PDB structure without hydrogens

Very often, PDB structures downloaded directly from the PDB database will not have determined hydrogen atoms that are required, for example, for predicting hydrogen bonds. In such a case, we can use the addHydrogens() function. It will allow us to use one of two available methods (openbabel or pdbfixer) to predict the position of hydrogen atoms in protein structure.

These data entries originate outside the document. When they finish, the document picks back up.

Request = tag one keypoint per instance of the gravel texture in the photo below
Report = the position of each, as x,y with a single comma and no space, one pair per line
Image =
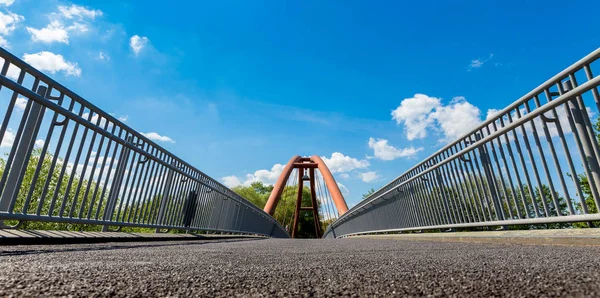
285,267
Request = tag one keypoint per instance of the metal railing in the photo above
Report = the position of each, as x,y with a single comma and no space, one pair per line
66,161
535,162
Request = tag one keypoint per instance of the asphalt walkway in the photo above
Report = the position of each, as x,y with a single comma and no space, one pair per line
285,267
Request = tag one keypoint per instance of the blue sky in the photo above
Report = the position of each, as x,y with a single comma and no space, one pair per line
238,87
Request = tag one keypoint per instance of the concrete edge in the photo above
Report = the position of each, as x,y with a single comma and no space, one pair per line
34,237
579,237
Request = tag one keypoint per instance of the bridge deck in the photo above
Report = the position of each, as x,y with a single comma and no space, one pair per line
284,267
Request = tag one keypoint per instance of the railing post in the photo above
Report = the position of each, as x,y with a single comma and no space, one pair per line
113,194
590,158
165,198
190,208
23,153
488,172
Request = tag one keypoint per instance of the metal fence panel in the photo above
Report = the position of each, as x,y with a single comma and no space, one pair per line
64,160
535,162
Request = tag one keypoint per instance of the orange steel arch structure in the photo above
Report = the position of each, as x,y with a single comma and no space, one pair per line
310,163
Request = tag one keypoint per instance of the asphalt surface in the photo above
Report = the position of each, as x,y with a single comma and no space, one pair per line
272,267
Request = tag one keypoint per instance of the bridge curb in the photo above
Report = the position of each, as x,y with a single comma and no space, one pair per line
30,237
530,237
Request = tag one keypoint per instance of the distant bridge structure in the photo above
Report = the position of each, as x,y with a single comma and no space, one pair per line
325,196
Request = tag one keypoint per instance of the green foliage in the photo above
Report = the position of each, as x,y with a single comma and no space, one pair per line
77,197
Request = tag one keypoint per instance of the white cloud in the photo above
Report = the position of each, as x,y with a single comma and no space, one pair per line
457,118
79,12
8,140
21,103
368,176
39,143
48,61
339,163
384,151
421,112
3,42
343,189
9,21
231,181
156,137
13,72
94,119
414,114
7,2
268,177
137,43
54,32
78,27
479,62
103,56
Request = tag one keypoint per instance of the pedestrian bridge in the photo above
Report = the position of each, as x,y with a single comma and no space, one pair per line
68,164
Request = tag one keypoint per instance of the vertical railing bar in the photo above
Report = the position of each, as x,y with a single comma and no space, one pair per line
499,177
85,165
13,149
162,177
101,174
446,185
148,190
516,170
588,74
525,172
64,166
544,164
128,181
478,177
74,171
94,167
138,197
53,164
536,174
508,173
41,160
459,172
24,148
107,179
579,140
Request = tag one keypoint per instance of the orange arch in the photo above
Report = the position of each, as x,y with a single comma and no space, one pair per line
332,186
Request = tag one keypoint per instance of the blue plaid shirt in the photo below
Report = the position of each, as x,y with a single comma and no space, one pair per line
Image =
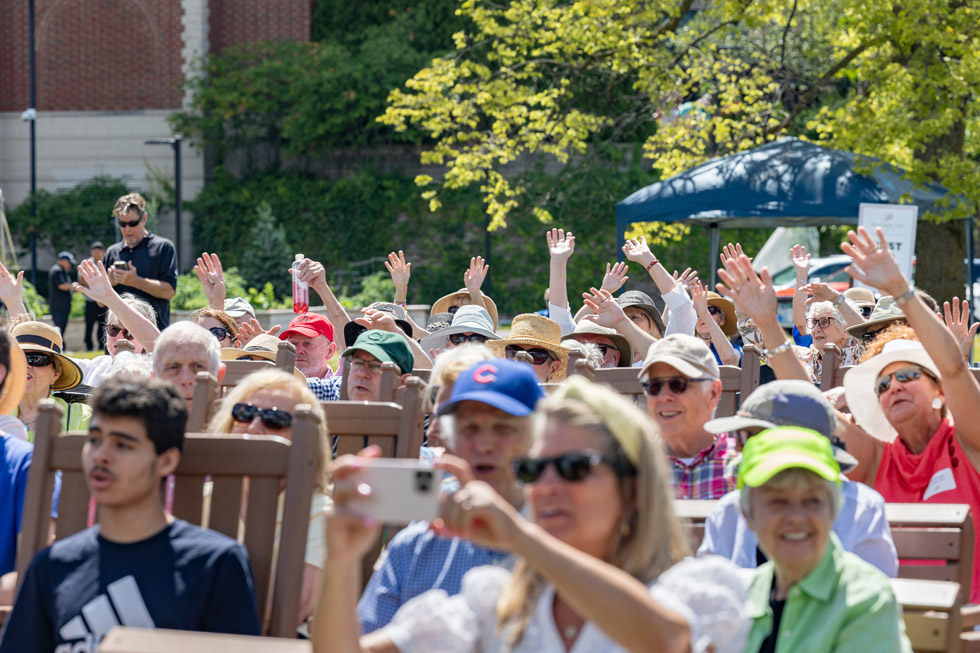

To use one of those functions, we need to install additional Python package(s). For Anaconda users, the installation will be the following:

Installation of Openbabel:

conda install -c conda-forge openbabel

Installation of PDBfixer:

conda install -c conda-forge pdbfixer

Add missing hydrogen atoms to the structure

We start by fetching the PDB file with 5KQM code (5kqm.pdb). Openbabel requires having the PDB file in the same folder. Therefore, it needs to be downloaded and saved to successfully perform the operation with adding missing hydrogens. A new file will be saved with the same name with the additional prefix ‘addH_‘.

In [1]: from prody import *

In [2]: from pylab import *

In [3]: import matplotlib

In [4]: ion()   # turn interactive mode on

Openbabel or PDBfixer require PDB file saved in the direcory. Therefore first it needs to be downloaded.

In [5]: fetchPDB('5kqm', compressed=False)
'5kqm.pdb'

When PDB file is already in the local directory, we can choose between Openbabel and PDBfixer to add missing hydrogen bonds to the protein structure:

Openbabel:

In [6]: PDBname = '5kqm.pdb'

In [7]: addMissingAtoms(PDBname, method='openbabel')
@> Hydrogens were added to the structure. Structure addH_5kqm.pdb is saved in the local directry.

PDBfixer:

In [8]: addMissingAtoms(PDBname, method='pdbfixer')
@> Hydrogens were added to the structure. New structure is saved as addH_5kqm.pdb.

Next, we can parse the saved structure with hydrogen atoms to ProDy and analyze it in the same way as in the previous paragraph.

In [9]: atoms = parsePDB('addH_'+str(PDBname)).select('protein')
@> 2800 atoms and 1 coordinate set(s) were parsed in 0.03s.